The DOJ stated that it conducted the operation with the help of German law enforcement (the German Federal Criminal Police and Reutlingen Police Headquarters-CID Esslingen) and the Netherlands National High Tech Crime Unit.
Over $100M Extorted From 1,500 Victims
The department said that since June 2021, the group has targeted more than 1,500 victims worldwide and received over $100 million in crypto ransom payments.
According to the DOJ, the Federal Bureau of Investigation (FBI) executed a months-long disruption campaign against the group and infiltrated Hive’s network in July 2022. The Justice Department added that after successfully infiltrating the group’s network, it captured their decryption keys and offered them to victims worldwide, preventing them from paying the $130 million in crypto ransom demanded.
“Since infiltrating Hive’s network in July 2022, the FBI has provided over 300 decryption keys to Hive victims who were under attack. In addition, the FBI distributed over 1,000 additional decryption keys to previous Hive victims,” the DOJ said.
A Subscription-Based Model
Ransomware is malicious software (malware) that threatens to publish or block access to a victim’s personal data (usually by encrypting it) unless a ransom is paid off.

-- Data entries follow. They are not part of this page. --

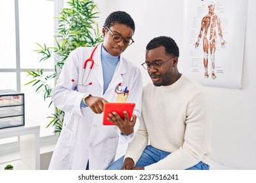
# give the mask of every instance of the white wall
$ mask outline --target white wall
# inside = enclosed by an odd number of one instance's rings
[[[154,37],[160,35],[173,37],[179,46],[179,60],[182,61],[182,1],[95,1],[100,10],[100,27],[106,16],[114,10],[125,10],[134,19],[135,43],[123,55],[141,68],[144,84],[150,80],[140,63],[144,61],[146,45]],[[248,2],[242,89],[205,87],[214,99],[216,114],[212,133],[211,159],[238,169],[256,169],[256,35],[253,33],[256,30],[254,10],[256,1],[248,0]]]

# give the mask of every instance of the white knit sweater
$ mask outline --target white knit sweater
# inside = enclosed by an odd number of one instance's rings
[[[200,161],[209,165],[211,105],[202,86],[184,75],[170,86],[150,82],[143,90],[140,127],[125,158],[136,164],[149,142],[171,154],[145,169],[186,169]]]

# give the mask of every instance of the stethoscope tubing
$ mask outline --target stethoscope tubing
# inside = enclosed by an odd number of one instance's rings
[[[89,73],[88,73],[87,76],[86,77],[86,78],[85,80],[85,82],[83,82],[83,83],[78,83],[78,82],[76,82],[74,79],[72,80],[72,82],[75,83],[77,85],[83,86],[86,86],[92,84],[92,82],[90,82],[88,84],[85,84],[85,84],[86,81],[87,80],[87,78],[88,78],[88,77],[89,77],[89,75],[91,73],[91,69],[93,69],[93,65],[95,64],[95,61],[94,61],[94,60],[93,59],[93,54],[94,54],[94,53],[95,53],[95,52],[96,50],[96,48],[97,47],[98,47],[98,45],[95,46],[95,48],[93,50],[93,52],[91,54],[90,57],[87,59],[86,59],[85,61],[85,63],[83,64],[83,74],[82,74],[81,80],[83,80],[83,78],[84,76],[85,76],[85,69],[86,69],[86,67],[87,65],[87,63],[88,63],[89,61],[91,61],[91,66],[90,66],[90,68],[89,68]]]

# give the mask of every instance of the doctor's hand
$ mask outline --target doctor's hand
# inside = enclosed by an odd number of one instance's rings
[[[131,120],[129,120],[129,116],[127,112],[123,111],[124,120],[123,120],[117,112],[113,112],[112,113],[108,114],[110,116],[108,118],[108,120],[116,125],[120,131],[125,135],[130,135],[133,132],[133,127],[136,123],[136,119],[137,116],[133,114]]]
[[[103,112],[104,103],[108,102],[102,97],[90,95],[85,99],[85,103],[93,112],[101,114]]]

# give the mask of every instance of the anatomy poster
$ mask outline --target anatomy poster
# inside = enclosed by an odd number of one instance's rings
[[[206,86],[241,88],[247,0],[184,0],[182,72]]]

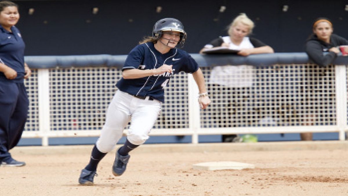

According to the DOJ, Hive used a subscription-based model called ransomware-as-a-service (RaaS) to “develop a ransomware strain and create an easy-to-use interface with which to operate it and then recruit affiliates to deploy the ransomware against victims.”
“Affiliates identified targets and deployed this readymade malicious software to attack victims and then earned a percentage of each successful ransom payment,” the department added.
Meanwhile, the DOJ announcement comes as revenue from ransomware has significantly reduced. According to a recent report by blockchain analytics firm Chainalysis, ransomware attackers extorted approximately $456.8 million from victims in 2022, down from $765.6 million the year prior.
However, that does not mean ransomware attacks have reduced, or at least not as much as the decline in payments suggests. Instead, “much of the decline is due to victim organisations increasingly refusing to pay ransomware attackers,” the report said.